Microsoft has added a tool to its Defender antivirus software that automatically closes critical vulnerabilities in Microsoft Exchange Server. With this, the company hopes to reduce the number of vulnerable systems even faster.
The automatic tool focuses specifically on vulnerability CVE-2021-26855. This is one of the four vulnerabilities which attackers used to attack Exchange servers. It is the most important four because it allows initial access to the server. Attackers use the other three vulnerabilities to be able to spread further across a cracked network.
Vulnerability automatically patched
Because this tool becomes part of Windows Defender and System Center Endpoint Protection, it can be downloaded and installed without an administrator’s intervention. Even if the administrators have disabled Windows Update for whatever reason, it will still fix the most important vulnerability. This is provided that Defender can retrieve automatic updates, specifically version 1.333.747.0 or newer.
With the update, Defender also automatically checks whether attackers may have already compromised the system and attempts to reverse changes made by attackers, Microsoft says in a blog post.

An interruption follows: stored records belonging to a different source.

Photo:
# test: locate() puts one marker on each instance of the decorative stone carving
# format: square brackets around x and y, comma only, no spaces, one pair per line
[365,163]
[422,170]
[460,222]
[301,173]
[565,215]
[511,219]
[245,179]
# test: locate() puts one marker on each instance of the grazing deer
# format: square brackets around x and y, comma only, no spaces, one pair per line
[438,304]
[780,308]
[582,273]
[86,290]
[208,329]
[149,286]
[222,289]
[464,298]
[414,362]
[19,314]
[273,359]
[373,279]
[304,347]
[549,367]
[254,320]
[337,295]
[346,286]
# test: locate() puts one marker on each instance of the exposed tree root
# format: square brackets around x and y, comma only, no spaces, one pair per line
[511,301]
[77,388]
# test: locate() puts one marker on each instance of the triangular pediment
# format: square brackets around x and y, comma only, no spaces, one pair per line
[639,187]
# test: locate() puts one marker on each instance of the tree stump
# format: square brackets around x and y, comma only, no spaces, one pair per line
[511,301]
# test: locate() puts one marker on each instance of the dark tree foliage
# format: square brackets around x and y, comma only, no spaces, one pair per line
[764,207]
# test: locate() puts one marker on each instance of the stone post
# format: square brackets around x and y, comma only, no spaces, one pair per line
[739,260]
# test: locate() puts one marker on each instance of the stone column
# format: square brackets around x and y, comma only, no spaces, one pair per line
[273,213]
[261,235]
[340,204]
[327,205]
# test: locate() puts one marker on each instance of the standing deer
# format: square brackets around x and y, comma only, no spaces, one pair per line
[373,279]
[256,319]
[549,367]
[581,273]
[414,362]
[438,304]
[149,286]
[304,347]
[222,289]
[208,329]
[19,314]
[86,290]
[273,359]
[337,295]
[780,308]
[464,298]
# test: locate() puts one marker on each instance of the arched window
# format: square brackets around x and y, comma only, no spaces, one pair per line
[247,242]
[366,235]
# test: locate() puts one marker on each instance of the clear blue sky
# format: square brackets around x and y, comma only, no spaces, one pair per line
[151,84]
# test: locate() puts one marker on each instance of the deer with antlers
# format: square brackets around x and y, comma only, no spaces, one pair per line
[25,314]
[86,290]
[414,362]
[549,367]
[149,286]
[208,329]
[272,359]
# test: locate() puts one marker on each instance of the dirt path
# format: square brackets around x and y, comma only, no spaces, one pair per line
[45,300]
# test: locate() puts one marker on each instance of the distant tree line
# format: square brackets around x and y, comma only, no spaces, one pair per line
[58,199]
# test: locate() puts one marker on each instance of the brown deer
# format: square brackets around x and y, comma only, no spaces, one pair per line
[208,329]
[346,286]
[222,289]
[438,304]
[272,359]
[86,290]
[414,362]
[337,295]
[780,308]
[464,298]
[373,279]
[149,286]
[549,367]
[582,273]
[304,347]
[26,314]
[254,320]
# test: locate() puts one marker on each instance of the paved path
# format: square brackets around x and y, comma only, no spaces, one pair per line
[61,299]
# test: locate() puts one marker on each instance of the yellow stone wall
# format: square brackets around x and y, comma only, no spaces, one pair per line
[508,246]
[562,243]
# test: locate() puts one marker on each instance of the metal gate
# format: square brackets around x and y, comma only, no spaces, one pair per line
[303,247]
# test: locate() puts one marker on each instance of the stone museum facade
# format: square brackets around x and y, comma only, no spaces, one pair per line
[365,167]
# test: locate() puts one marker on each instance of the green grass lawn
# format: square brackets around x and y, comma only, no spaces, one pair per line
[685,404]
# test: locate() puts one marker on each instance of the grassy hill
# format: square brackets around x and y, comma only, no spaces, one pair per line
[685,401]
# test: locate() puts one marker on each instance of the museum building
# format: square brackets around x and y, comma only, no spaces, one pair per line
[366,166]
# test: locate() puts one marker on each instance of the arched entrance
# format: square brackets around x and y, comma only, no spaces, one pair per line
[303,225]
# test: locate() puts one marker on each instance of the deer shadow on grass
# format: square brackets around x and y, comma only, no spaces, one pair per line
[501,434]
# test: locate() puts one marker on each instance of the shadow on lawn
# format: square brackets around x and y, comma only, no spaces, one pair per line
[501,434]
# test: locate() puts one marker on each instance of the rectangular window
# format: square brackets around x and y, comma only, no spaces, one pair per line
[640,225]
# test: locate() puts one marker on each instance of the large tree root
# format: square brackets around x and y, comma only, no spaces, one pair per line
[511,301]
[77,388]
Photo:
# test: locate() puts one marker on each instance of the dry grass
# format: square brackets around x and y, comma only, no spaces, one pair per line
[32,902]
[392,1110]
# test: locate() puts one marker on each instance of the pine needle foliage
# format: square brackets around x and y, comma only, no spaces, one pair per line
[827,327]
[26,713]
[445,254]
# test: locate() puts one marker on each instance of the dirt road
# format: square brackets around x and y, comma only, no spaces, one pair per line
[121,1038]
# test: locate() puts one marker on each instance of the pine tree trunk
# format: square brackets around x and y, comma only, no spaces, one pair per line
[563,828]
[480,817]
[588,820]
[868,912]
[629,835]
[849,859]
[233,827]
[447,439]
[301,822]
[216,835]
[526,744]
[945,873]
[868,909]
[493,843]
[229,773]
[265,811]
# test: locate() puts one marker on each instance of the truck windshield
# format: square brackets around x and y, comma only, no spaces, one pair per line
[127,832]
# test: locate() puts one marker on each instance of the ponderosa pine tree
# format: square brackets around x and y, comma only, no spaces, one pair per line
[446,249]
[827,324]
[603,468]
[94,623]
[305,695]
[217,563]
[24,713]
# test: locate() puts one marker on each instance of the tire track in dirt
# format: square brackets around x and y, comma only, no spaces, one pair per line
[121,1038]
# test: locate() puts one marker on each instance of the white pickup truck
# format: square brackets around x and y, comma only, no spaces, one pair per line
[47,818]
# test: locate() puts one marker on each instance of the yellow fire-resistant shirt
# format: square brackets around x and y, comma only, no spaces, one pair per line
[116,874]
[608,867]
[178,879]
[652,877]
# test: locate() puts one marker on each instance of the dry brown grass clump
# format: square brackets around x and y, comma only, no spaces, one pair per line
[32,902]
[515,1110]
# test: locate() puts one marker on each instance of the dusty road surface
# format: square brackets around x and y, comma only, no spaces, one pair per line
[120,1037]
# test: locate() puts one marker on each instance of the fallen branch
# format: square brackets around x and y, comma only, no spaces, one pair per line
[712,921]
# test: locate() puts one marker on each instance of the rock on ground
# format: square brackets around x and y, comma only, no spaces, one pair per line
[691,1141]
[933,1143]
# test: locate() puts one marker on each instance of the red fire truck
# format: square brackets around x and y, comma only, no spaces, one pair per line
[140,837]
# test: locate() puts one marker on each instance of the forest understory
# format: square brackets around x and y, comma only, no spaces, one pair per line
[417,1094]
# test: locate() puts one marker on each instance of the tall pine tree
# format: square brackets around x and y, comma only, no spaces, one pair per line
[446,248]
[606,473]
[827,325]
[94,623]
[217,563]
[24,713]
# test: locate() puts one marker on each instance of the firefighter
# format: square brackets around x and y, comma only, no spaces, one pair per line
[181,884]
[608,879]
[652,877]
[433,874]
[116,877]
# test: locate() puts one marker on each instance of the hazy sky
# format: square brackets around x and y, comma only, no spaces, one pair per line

Microsoft emphasises that although this prevents the direct attack method, administrators must still install the other security patches themselves.
One-click mitigation tool
The functionality of the update corresponds broadly to the tool that Microsoft released last week to protect users from attackers. That tool closes the same vulnerability and also checks for possible indications of an attack. Microsoft recommends administrators who do not use Defender to use this tool to protect themselves against attacks.
More and more attackers jumping on exploits
More and more hacker groups appear to be exploiting the vulnerabilities in Exchange Server. It is thought that there are already more than ten, although this number is still increasing. The vulnerabilities are mainly used for ransomware attacks on small companies and government organisations. However, more extensive attacks are now being launched, as the ransomware attack on Acer also appears to have been facilitated by the vulnerabilities in Exchange Server.